Let the serfs cut turf, let them eat ‘less than zero’, let them drink clean water, let them lease development land to grow spuds, let them have their own nuclear reactor …

@ Garry

“Those who can, do.
Those who no longer can, manage.
Those who never could, teach.
Those who can’t teach but are well connected, regulate.”

Love it.

Regulation is no substitute for competition. The problem with Eircom isn’t that the regulator is too small -the problem is that Eircom is too big. Competition law and the competition authority are too weak in Ireland.

In fact, I don’t know why we bother having a competition authority at all, because they seem to be completely ignored by policymakers. Even the National Competitiveness Council (a slightly more controversial group) seems to be invisible to Govt.

@sean,

I think you are labouring the point unnecessarily. I was a bit slow to pick it up – until Richard highlighted it and I had to awaken some long dormant brain cells, but Richard and his fellow authors decided to couch their submission to SARG in the context of effective regulation and semi-state restructuring that will promote efficiency. Privatisation, per se, is peripheral to this and Tol et al are perfectly justified in concluding that, when viewed in this context – and in this context alone, it may be argued that there is no need to privatise the energy networks.

Richard seems happy to let Colm McCarthy and his colleagues deal with the privatisation dimension themselves.
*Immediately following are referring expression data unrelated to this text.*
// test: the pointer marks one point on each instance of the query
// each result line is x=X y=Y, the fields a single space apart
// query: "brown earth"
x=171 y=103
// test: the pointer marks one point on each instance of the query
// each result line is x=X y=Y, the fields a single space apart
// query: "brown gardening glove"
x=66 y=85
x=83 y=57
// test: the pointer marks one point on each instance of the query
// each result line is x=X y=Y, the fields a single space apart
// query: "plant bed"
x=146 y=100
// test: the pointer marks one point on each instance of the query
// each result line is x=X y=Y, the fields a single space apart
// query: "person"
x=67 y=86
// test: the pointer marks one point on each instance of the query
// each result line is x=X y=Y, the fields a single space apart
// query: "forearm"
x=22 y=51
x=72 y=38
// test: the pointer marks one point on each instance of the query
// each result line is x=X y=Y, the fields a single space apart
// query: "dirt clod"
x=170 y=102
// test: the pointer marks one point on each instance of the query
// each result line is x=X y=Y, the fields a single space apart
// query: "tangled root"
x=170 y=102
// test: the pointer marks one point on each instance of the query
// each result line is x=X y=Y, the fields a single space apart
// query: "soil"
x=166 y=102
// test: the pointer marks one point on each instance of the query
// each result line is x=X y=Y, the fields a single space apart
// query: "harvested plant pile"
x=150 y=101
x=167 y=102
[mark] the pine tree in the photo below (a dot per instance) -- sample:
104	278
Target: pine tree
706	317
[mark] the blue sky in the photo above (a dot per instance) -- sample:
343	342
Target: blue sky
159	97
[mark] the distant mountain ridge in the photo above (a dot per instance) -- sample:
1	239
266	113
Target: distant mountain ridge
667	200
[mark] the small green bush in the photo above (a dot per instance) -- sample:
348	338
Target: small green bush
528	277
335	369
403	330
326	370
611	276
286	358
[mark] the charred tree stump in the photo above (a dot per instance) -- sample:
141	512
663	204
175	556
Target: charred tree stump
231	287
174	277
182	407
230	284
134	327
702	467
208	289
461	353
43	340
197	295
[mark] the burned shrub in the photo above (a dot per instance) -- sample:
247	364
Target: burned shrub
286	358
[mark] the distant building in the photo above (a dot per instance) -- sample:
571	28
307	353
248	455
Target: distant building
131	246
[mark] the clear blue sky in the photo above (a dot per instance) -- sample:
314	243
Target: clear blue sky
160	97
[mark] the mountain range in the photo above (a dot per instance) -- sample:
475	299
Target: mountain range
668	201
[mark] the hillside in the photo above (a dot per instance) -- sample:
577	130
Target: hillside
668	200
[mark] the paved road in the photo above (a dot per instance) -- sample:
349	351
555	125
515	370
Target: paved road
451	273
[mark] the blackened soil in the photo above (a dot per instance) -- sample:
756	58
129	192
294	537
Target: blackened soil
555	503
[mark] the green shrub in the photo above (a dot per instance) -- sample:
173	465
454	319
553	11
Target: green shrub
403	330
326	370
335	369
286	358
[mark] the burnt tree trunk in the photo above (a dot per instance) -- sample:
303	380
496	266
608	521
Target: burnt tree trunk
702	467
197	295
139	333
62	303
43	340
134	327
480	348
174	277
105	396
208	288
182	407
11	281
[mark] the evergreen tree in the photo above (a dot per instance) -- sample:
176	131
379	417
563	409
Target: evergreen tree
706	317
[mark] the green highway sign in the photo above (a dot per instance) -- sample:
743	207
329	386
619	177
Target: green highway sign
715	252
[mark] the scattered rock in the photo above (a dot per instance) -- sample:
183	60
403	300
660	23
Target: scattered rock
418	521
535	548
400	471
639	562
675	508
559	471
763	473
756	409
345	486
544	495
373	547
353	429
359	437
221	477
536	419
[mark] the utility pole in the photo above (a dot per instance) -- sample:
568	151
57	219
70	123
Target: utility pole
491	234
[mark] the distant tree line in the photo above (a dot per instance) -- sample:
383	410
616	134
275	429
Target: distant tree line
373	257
However, given the resouces at their disposal, the scale of the task they are confronting and the time constraint under which they are operating, I am sure that they would welcome additional input from the ESRI on the privatisation dimension – as Ireland is not overflowing with capability in this area that isn’t compromised to some extent or other.

I simply regret that the ESRI has found itself unable to allocate some resource in this area.